Die zuletzt schwache Kursentwicklung resultiert aus der Ankündigung Amazons in das Mobilfunkgeschäft einsteigen zu wollen. Das könnte vor allem T-Mobile US Kunden kosten. Auch Elon Musks Satelliteninternet via Starlink könnte etablierten Mobilfunkunternehmen wie der Telekom in Zukunft Marktanteile streitig machen. Darüber hinaus hat kein Dax-Konzern mit rund 133 Milliarden Euro so hohe Schulden wie die Telekom. Bei den nun wieder höheren Zinsen kann das noch zur Belastung werden, wenn auslaufende Kredite erneuert werden müssen. Unter Analysten überwiegt aber offenbar der Optimismus vor dem Hintergrund der nach wie vor starken fundamentalen Performance von T-Mobile US. Analyst Robert Grindle von der Deutschen Bank lobte in einer Studie die Ergebnisse und angehobenen Jahresziele der Tochter im zweiten Quartal. Auch er setzt mit 29 Euro ein hohes Kursziel.
Infineon
Mit 32 Prozent das zweithöchste Kurspotenzial hatte im Juli laut Studie der Chiphersteller Infineon. Tatsächlich traf aber auch Infineon ein Kursrutsch Anfang August, der die Aktie binnen eines Tages um fast zwölf Prozent vergünstigte. Obwohl manche Analysten ihre Kursziele nach unten korrigierten, liegt das von den Experten im Schnitt erwartete Kursplus finanzen.net zufolge nun bei knapp 40 Prozent. Infineon erzielte von April bis Juni eine Gewinnsteigerung von 61 Prozent im Vergleich zum Vorjahr, das reichte jedoch nicht um den sehr hohen Erwartungen des Marktes gerecht zu werden. Der Vergleich zum Vorquartal nämlich zeigt, dass sich das Wachstum deutlich abschwächt. Der Gewinn stieg dann nur noch um ein Prozent auf 831 Millionen Euro, der Umsatz schrumpfte um ein Prozent auf 4,1 Milliarden Euro. Das wichtige Segmentergebnis, das den operativen Erfolg misst, ging sogar um zehn Prozent auf 1,1 Milliarden Euro zurück, die Segmentergebnismarge um 2,5 Prozentpunkte auf 26,1 Prozent. Der Lagerbestand bei Infineon liege in etwa ein Viertel über dem üblichen saisonalen Niveau, schrieb JP Morgan-Analyst Sandeep Deshpande. Das sei der schlechteste Wert für den in Neubiberg ansässigen Konzern in zwanzig Jahren.
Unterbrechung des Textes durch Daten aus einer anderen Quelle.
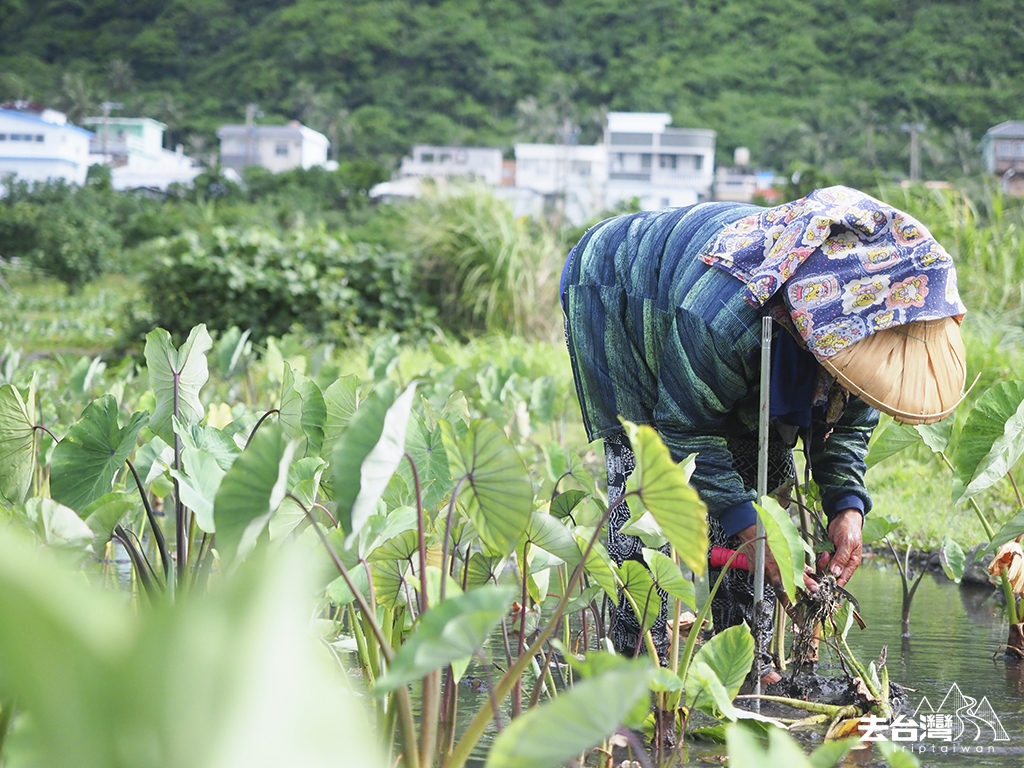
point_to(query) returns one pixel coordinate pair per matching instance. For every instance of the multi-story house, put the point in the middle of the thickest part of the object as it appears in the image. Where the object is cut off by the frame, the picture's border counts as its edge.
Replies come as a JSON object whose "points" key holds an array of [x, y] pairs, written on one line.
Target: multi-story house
{"points": [[1003, 154], [134, 150], [276, 147], [655, 164], [38, 144]]}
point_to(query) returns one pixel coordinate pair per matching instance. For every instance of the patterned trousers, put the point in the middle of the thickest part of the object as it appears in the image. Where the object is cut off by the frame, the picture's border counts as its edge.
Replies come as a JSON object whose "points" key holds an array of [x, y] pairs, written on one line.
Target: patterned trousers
{"points": [[733, 603]]}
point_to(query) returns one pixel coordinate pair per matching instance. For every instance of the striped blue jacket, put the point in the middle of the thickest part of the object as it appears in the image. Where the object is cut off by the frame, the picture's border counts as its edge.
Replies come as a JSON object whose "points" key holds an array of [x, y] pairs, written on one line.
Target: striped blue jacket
{"points": [[660, 338]]}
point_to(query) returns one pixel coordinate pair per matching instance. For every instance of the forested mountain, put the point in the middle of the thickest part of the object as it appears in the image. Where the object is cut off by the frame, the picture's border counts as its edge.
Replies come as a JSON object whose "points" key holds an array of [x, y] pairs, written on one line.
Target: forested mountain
{"points": [[826, 83]]}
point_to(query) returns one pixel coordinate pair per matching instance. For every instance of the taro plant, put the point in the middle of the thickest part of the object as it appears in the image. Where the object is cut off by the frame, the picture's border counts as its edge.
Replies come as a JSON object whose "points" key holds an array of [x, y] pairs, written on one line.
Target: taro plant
{"points": [[980, 453], [432, 540]]}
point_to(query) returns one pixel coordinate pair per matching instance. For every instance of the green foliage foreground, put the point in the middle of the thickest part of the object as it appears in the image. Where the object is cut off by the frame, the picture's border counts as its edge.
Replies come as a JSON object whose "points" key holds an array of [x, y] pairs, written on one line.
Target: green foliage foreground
{"points": [[421, 532]]}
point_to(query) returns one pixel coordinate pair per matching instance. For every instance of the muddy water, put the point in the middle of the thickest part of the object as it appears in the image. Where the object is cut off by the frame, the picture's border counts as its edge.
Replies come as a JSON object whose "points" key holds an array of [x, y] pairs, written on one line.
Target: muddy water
{"points": [[954, 633]]}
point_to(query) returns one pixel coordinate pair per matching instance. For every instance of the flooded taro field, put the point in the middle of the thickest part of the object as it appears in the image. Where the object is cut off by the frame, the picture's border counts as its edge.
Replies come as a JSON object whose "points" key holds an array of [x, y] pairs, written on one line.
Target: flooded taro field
{"points": [[964, 701]]}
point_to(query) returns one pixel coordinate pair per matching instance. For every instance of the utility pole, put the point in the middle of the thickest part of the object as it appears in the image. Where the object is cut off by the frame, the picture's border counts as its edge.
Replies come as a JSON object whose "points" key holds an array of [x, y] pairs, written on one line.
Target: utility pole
{"points": [[107, 107], [252, 111], [914, 129]]}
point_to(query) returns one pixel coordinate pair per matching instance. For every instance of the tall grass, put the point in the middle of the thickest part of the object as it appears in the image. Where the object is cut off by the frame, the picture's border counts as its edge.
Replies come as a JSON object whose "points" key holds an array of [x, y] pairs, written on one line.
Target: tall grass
{"points": [[983, 229], [487, 268]]}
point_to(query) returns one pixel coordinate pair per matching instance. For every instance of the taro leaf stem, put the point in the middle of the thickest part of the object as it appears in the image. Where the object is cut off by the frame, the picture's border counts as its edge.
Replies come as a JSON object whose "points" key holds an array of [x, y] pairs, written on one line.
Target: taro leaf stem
{"points": [[259, 423], [6, 716], [984, 522], [448, 526], [403, 700], [422, 540], [458, 757], [138, 561], [1008, 593], [158, 534], [44, 429], [524, 597]]}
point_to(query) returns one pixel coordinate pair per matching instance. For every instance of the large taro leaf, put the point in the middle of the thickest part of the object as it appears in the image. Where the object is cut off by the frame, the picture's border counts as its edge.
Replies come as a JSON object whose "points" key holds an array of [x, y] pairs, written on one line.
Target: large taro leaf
{"points": [[340, 400], [991, 440], [199, 481], [251, 491], [745, 749], [302, 410], [785, 545], [573, 721], [367, 455], [427, 451], [890, 438], [176, 376], [103, 515], [638, 584], [303, 482], [85, 462], [17, 444], [729, 653], [1011, 529], [552, 536], [600, 567], [664, 488], [58, 526], [452, 630], [495, 487]]}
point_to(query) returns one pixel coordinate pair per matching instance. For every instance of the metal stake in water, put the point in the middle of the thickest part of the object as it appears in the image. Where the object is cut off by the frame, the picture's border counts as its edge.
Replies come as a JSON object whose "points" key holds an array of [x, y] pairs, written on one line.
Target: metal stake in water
{"points": [[759, 545]]}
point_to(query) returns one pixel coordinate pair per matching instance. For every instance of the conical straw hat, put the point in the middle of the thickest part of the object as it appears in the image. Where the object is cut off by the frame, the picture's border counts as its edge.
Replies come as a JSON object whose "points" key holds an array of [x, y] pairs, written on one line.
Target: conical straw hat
{"points": [[915, 372]]}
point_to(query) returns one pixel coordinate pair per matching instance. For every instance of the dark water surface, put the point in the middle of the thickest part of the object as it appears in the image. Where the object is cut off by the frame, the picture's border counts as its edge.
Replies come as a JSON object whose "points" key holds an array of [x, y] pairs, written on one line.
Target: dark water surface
{"points": [[954, 633]]}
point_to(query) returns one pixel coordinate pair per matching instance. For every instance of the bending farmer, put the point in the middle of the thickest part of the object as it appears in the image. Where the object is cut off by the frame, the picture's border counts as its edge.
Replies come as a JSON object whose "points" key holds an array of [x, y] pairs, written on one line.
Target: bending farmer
{"points": [[663, 317]]}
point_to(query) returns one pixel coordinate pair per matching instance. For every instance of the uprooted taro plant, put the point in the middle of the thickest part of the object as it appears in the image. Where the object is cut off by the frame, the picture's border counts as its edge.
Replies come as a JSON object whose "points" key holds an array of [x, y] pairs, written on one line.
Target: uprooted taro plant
{"points": [[440, 561], [980, 451]]}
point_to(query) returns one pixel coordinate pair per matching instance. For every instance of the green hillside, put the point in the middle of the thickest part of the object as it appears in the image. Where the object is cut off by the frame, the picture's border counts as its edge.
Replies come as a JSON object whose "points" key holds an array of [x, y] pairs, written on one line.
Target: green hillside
{"points": [[821, 83]]}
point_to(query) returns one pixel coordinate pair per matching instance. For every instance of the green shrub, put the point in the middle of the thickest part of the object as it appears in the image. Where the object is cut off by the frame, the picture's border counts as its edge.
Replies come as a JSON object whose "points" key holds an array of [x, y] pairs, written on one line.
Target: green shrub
{"points": [[58, 228], [255, 279]]}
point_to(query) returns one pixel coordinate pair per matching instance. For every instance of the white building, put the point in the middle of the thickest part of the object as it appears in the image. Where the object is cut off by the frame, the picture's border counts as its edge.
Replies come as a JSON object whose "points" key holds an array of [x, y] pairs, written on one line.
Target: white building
{"points": [[276, 147], [38, 144], [134, 148], [569, 178], [1003, 154], [658, 165], [481, 164]]}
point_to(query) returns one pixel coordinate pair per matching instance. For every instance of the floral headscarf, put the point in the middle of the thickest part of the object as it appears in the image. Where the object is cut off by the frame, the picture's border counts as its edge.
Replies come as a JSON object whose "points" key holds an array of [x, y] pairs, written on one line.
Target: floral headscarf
{"points": [[851, 265]]}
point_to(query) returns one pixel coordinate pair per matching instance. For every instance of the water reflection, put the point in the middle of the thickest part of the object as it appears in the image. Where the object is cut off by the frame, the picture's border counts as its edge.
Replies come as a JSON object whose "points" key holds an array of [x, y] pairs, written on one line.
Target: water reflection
{"points": [[953, 634]]}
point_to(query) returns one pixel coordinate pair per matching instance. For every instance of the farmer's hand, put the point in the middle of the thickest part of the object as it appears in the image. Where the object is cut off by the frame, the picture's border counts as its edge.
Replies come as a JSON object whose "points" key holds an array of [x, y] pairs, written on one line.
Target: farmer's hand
{"points": [[772, 576], [845, 531]]}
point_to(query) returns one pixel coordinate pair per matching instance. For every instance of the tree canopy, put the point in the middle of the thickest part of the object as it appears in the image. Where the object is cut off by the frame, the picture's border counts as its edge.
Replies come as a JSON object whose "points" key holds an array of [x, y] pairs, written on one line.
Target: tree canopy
{"points": [[800, 82]]}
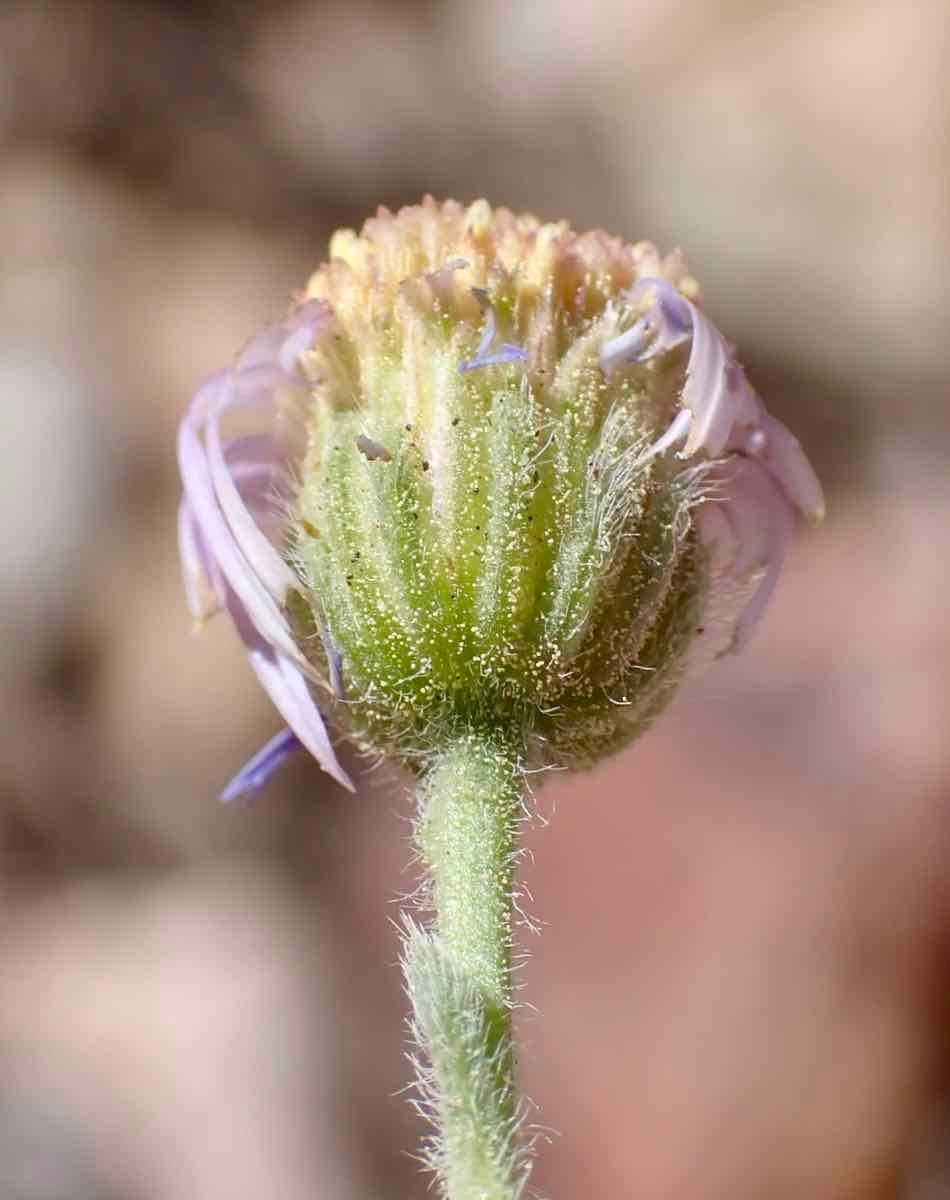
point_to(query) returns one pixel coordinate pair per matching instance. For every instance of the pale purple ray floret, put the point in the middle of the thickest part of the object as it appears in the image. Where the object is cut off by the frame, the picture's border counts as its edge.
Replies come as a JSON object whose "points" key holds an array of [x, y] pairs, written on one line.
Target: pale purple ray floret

Mittel- bis langfristig betrachtet befindet sich Deutschlands Chipkrösus jedoch nach wie vor auf einem Wachstumspfad. Das belegen auch die Milliardeninvestitionen in neue Werke in Dresden und Malaysia. UBS-Analyst Francois-Xavier Bouvignies beließ sein Kursziel deshalb bei 49 Euro, womit er sogar 45 Prozent Kurswachstum erwartet. Die Profitabilitätssorgen würden übertrieben, schrieb er.
Merck
Spitzenreiter, was das Kurspotenzial anbelangt, war laut Studie der Pharmakonzern Merck. Die Analysten trauten den Darmstädtern im Schnitt 38 Prozent Kurswachstum zu. Die Aktie hat sich seit Anfang Juli gut entwickelt, womit das durchschnittliche Kurspotenzial für den Moment nur noch bei rund 25 Prozent liegt. Über das erste Halbjahr hinweg war der Kurs allerdings um ein Viertel gesunken. Der Konzern kämpft mit weniger Nachfrage nach seinen Laborprodukten, die während der Corona-Pandemie einen Boom erfahren hatten. Darüber hinaus trifft auch Merck die Schwäche des Halbleitersektors. Insgesamt waren die Erwartungen von Anlegern ob der letzten zwei Jahre wohl etwas zu hoch angesetzt. Im zweiten Quartal sanken nun Umsatz und Ergebnis, zudem senkte das Management die Jahresziele. Das mittelfristige Wachstumsziel ließ CEO Belen Garijo allerdings unverändert. 2025 sollen es also weiter 25 Milliarden Euro Umsatz werden. Wohl auch deshalb ist das Groß der Analysten so zuversichtlich.